Provo-Orem, Utah, which had an unemployment rate of 5.1% in March, was second on our ranking (24% of employers said they planned to hire next quarter). But Utah's low unemployment rate is misleading. The state has a young population and workers in their 20s can easily vanish from the employment radar by moving in with parents or going back to school, said Mark Knold, chief economist for the Utah Workforce Services Dept.
Utah still wants software engineers
Utah lost 50,000 jobs (4% of the total) in March, compared with a year earlier, Knold said. The job market has significantly worsened since early 2007, when the unemployment rate was just 2.4%, he said.
But Brandon Delgrosso, vice-president for marketing at Doba, an Orem software company that connects suppliers with online retailers, said certain sectors are looking for employees—including information technology companies that, for example, are searching for software engineers, he said.

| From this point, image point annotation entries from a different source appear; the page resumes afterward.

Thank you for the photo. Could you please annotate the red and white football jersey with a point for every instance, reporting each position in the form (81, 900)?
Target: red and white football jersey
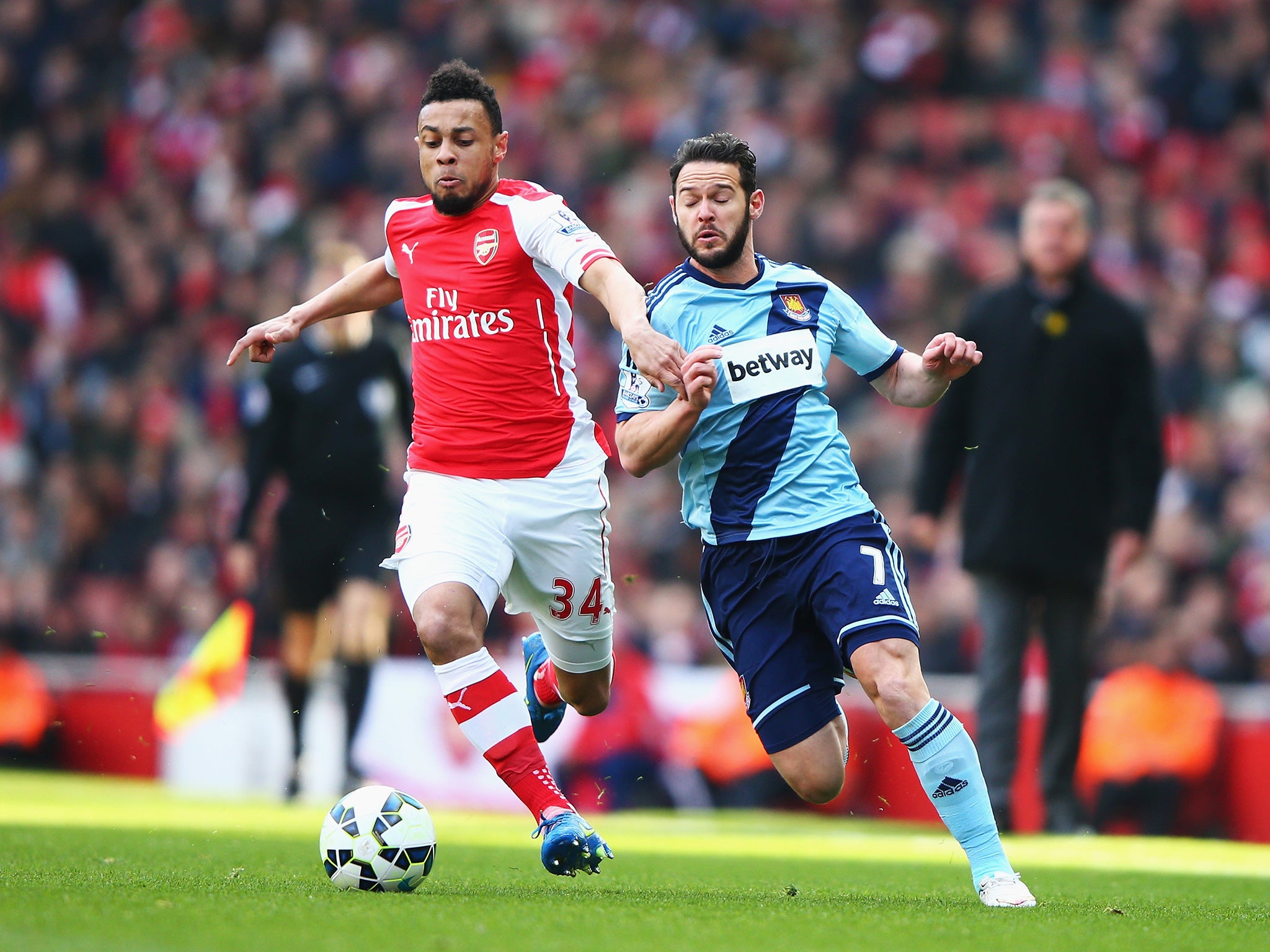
(491, 304)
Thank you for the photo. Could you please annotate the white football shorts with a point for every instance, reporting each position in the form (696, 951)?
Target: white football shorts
(543, 542)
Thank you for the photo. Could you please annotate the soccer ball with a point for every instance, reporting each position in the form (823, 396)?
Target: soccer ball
(378, 839)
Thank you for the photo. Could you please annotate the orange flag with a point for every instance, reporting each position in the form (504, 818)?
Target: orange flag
(214, 672)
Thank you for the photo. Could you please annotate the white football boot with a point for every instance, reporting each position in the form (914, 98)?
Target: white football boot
(1005, 890)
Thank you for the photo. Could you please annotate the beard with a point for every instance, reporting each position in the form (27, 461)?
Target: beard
(718, 258)
(451, 203)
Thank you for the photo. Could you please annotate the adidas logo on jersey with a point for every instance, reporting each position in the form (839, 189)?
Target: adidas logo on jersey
(949, 786)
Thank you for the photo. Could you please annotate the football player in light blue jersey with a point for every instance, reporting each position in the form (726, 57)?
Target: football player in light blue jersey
(799, 575)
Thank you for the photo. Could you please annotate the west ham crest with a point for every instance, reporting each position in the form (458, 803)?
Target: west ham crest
(486, 245)
(794, 307)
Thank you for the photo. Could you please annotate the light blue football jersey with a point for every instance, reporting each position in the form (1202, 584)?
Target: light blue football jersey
(766, 459)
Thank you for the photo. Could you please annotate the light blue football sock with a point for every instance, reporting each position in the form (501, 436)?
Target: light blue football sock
(948, 765)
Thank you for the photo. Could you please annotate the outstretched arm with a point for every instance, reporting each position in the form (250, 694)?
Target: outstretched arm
(657, 356)
(920, 381)
(653, 438)
(367, 288)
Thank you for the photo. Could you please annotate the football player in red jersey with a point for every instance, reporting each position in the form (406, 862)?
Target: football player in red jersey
(506, 483)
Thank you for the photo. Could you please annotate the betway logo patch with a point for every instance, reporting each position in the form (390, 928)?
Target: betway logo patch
(773, 364)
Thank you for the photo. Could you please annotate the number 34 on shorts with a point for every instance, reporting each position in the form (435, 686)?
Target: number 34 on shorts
(592, 606)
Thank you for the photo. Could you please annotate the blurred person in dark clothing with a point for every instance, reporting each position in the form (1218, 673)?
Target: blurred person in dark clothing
(1057, 439)
(323, 416)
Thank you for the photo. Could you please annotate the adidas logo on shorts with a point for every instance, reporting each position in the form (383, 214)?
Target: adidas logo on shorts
(949, 786)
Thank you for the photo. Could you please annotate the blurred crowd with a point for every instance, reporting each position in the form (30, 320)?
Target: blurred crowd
(167, 167)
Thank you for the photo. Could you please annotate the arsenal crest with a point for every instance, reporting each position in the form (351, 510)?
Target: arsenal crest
(486, 245)
(794, 307)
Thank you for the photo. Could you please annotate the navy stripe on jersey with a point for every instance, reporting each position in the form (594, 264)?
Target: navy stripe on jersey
(886, 364)
(756, 451)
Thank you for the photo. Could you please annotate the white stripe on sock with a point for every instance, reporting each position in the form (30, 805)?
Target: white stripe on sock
(465, 672)
(497, 723)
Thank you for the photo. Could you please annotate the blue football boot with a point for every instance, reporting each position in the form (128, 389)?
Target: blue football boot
(544, 719)
(569, 843)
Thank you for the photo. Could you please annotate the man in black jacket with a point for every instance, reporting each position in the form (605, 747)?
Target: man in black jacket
(1059, 442)
(323, 416)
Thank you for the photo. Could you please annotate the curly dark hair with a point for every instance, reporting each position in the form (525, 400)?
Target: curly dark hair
(458, 81)
(719, 148)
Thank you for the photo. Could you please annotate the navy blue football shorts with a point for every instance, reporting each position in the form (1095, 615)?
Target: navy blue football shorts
(788, 614)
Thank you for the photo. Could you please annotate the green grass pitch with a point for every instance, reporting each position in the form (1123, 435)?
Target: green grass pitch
(89, 863)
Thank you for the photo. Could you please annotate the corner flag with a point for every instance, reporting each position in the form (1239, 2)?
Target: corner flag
(214, 672)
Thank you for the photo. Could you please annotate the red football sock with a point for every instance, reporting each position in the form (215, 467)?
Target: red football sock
(493, 718)
(545, 685)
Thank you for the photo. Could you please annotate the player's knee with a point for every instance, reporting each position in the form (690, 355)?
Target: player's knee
(889, 673)
(445, 633)
(818, 786)
(893, 690)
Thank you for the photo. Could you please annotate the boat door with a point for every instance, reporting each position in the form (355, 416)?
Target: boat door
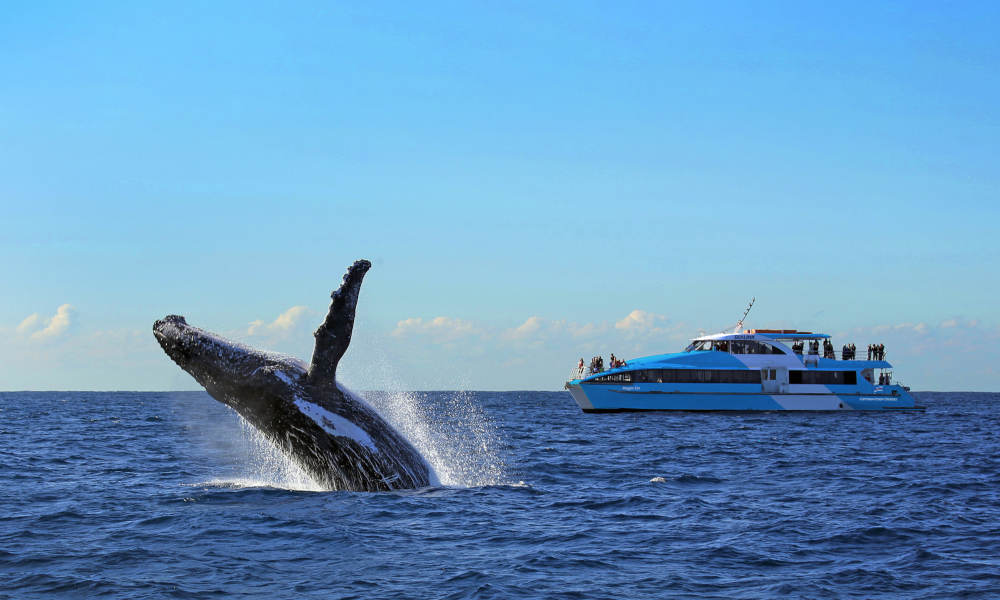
(774, 380)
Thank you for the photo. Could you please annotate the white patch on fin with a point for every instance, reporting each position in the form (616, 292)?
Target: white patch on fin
(335, 425)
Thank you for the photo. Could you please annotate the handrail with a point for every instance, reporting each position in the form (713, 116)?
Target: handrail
(839, 355)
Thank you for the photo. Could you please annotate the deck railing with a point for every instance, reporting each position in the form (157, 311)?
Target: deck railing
(839, 355)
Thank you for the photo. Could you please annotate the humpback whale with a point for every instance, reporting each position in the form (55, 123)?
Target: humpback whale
(341, 442)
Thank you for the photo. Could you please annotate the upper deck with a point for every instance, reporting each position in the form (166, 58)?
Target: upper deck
(752, 349)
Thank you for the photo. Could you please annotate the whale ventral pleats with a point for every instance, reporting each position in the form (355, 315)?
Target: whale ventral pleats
(334, 334)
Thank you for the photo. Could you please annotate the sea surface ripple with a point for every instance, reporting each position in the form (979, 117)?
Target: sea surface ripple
(168, 495)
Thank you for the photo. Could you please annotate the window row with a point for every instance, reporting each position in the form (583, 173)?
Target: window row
(823, 377)
(682, 376)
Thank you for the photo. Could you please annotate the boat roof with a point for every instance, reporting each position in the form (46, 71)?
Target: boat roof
(764, 334)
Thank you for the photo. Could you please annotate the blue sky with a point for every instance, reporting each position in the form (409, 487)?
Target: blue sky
(534, 182)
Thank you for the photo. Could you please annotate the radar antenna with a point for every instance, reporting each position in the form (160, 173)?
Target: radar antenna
(745, 313)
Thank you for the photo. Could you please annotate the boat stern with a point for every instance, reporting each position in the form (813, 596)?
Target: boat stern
(576, 390)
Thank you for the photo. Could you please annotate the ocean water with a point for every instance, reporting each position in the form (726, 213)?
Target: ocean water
(169, 495)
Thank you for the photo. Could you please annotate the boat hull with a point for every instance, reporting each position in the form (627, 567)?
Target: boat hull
(613, 398)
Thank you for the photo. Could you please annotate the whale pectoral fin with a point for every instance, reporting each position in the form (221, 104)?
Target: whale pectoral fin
(334, 334)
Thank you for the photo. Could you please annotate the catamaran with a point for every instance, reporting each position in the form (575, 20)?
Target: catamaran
(748, 370)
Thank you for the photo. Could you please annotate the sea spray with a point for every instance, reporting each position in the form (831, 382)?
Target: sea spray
(462, 443)
(266, 465)
(450, 430)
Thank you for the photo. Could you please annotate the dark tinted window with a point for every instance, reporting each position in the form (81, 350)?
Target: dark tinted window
(823, 377)
(682, 376)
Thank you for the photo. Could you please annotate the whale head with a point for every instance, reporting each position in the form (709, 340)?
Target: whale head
(334, 435)
(222, 365)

Doba, which has about 70 employees, hired about 15 sales workers this year and hopes to hire another 15 or 20 employees in July, he said.
"People are losing jobs and companies are losing jobs," Delgrosso said. "But there are still very specific jobs that they're hiring for. We still feel the crunch that the entire nation is feeling. But when you think of other states, we have a better situation out here."